The CPaaS business model is based on consumption – you pay for what you use. This makes CPaaS easier to consume, financially, instead of putting up infrastructure or services costs. And from a design perspective, CPaaS also offers a low-code environment with drag-and-drop UI so there’s no need for coders to take advantage of its hi-tech capabilities.
“It also gives you the flexibility based on your business.

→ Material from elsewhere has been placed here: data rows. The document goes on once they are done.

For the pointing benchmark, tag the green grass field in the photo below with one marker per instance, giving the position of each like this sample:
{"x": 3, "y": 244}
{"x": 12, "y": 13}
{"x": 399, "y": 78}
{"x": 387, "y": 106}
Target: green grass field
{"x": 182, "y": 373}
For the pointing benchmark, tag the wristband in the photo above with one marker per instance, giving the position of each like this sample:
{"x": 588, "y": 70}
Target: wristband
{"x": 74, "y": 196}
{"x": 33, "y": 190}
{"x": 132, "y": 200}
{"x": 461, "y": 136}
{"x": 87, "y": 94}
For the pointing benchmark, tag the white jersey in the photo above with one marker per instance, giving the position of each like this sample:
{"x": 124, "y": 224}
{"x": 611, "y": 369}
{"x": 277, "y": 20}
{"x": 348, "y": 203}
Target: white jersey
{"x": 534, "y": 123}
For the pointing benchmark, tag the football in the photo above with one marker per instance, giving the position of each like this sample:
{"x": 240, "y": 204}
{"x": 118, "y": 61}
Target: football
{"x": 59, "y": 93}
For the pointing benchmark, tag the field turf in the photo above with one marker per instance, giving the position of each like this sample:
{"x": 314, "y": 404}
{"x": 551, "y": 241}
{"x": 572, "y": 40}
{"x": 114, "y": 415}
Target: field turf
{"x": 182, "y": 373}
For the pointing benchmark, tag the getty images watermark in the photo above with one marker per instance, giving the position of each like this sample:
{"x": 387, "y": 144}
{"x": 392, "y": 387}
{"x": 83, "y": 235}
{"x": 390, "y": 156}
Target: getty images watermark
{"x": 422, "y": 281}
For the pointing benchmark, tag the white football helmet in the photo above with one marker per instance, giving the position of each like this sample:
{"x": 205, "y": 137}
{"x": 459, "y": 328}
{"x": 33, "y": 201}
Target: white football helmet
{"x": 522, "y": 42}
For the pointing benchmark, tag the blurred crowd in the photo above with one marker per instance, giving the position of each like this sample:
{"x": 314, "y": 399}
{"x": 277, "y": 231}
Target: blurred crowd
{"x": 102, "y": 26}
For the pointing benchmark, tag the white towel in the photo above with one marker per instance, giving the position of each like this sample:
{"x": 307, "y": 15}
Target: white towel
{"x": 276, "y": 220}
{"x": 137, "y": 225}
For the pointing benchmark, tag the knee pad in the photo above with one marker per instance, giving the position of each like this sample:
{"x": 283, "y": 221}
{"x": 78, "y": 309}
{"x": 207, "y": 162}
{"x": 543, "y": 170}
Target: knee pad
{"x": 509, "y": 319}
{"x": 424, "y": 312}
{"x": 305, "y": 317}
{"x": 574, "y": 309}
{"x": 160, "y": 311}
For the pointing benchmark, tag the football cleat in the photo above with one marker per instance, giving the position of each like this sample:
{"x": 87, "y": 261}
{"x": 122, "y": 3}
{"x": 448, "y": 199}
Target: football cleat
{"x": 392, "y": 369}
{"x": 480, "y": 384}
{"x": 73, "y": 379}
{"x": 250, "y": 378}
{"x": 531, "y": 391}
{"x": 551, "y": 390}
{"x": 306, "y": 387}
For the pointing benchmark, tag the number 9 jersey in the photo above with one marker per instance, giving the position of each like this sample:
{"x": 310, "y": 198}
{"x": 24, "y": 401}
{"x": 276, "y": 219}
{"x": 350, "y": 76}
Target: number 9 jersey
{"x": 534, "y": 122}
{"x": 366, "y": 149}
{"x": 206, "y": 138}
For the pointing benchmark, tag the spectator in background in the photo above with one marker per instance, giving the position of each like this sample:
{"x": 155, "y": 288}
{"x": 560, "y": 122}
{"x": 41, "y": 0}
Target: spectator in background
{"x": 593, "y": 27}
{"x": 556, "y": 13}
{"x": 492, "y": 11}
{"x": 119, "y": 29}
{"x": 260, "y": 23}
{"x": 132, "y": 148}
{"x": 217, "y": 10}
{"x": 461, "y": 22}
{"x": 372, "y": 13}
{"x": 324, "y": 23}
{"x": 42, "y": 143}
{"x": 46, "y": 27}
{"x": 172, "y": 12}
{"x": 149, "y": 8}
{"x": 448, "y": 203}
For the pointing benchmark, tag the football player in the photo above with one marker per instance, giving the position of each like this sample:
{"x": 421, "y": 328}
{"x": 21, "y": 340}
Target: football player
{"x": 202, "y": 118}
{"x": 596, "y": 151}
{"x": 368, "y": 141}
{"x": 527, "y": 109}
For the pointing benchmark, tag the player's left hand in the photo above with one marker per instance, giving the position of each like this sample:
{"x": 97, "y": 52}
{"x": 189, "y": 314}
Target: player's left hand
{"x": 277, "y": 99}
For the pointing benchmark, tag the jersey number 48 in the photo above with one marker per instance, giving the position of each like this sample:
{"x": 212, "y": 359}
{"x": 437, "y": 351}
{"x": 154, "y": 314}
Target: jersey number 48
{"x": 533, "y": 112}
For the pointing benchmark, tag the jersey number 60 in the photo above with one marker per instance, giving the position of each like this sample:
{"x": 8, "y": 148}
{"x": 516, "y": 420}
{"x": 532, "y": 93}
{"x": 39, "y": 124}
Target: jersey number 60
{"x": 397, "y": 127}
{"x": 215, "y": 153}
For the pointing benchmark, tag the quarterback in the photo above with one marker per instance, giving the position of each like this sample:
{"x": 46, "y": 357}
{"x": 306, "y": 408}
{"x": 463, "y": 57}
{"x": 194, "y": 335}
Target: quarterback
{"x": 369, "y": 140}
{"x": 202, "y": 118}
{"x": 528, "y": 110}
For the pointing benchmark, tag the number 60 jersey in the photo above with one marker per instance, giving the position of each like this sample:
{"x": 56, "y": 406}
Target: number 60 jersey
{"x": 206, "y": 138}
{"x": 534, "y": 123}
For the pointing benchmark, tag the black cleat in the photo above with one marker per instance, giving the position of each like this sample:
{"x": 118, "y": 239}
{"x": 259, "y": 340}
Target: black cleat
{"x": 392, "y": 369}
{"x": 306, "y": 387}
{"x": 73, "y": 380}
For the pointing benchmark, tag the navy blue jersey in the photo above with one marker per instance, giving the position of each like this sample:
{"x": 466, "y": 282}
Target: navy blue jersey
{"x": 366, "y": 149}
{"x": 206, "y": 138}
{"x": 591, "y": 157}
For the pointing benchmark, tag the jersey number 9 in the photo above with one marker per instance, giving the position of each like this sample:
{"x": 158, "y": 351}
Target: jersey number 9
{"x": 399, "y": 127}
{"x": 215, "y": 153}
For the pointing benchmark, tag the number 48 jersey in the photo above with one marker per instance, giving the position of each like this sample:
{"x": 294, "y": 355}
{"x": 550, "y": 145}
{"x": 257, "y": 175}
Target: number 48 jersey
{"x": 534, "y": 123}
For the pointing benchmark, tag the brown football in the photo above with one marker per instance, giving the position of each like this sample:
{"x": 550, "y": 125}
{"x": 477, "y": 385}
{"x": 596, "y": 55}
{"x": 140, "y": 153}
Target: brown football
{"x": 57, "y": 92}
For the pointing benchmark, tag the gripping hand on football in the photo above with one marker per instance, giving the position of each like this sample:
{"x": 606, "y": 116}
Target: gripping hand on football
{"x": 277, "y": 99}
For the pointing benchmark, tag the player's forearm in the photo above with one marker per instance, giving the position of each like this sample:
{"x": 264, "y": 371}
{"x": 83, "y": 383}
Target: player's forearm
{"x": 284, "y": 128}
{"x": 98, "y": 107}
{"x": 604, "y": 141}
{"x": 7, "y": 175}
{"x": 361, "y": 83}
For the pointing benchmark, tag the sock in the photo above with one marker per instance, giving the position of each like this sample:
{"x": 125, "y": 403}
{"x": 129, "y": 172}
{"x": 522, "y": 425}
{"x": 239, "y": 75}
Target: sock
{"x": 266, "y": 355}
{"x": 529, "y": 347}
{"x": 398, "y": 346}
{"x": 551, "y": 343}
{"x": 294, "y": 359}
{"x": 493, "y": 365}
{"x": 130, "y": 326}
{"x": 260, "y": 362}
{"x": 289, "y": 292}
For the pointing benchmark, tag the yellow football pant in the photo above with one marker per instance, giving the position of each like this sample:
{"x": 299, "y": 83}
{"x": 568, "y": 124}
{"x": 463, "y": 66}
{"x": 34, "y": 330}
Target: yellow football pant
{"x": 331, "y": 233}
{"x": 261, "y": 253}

The back-end elements of CPaaS let you integrate things like AI and other next-gen technologies that are coming up far more seamlessly because of the API toolkit that is embedded,” explains Dias.
Leveraging the API economy is a key part of CPaaS, especially for businesses looking to take advantage of some of the newer technologies and innovations coming out, many of which are cloud-based.
“It just becomes a lot easier for organisations to start deploying,” adds Butler. “CPaaS doesn’t have a specific vertical – a lot of small businesses use CPaaS because of the value it offers. They can take advantage of the digital capabilities of CPaaS with very little effort and very little risk. Today, organisations are looking to provide people with the relevant information at the right time and CPaaS allows you to do that.”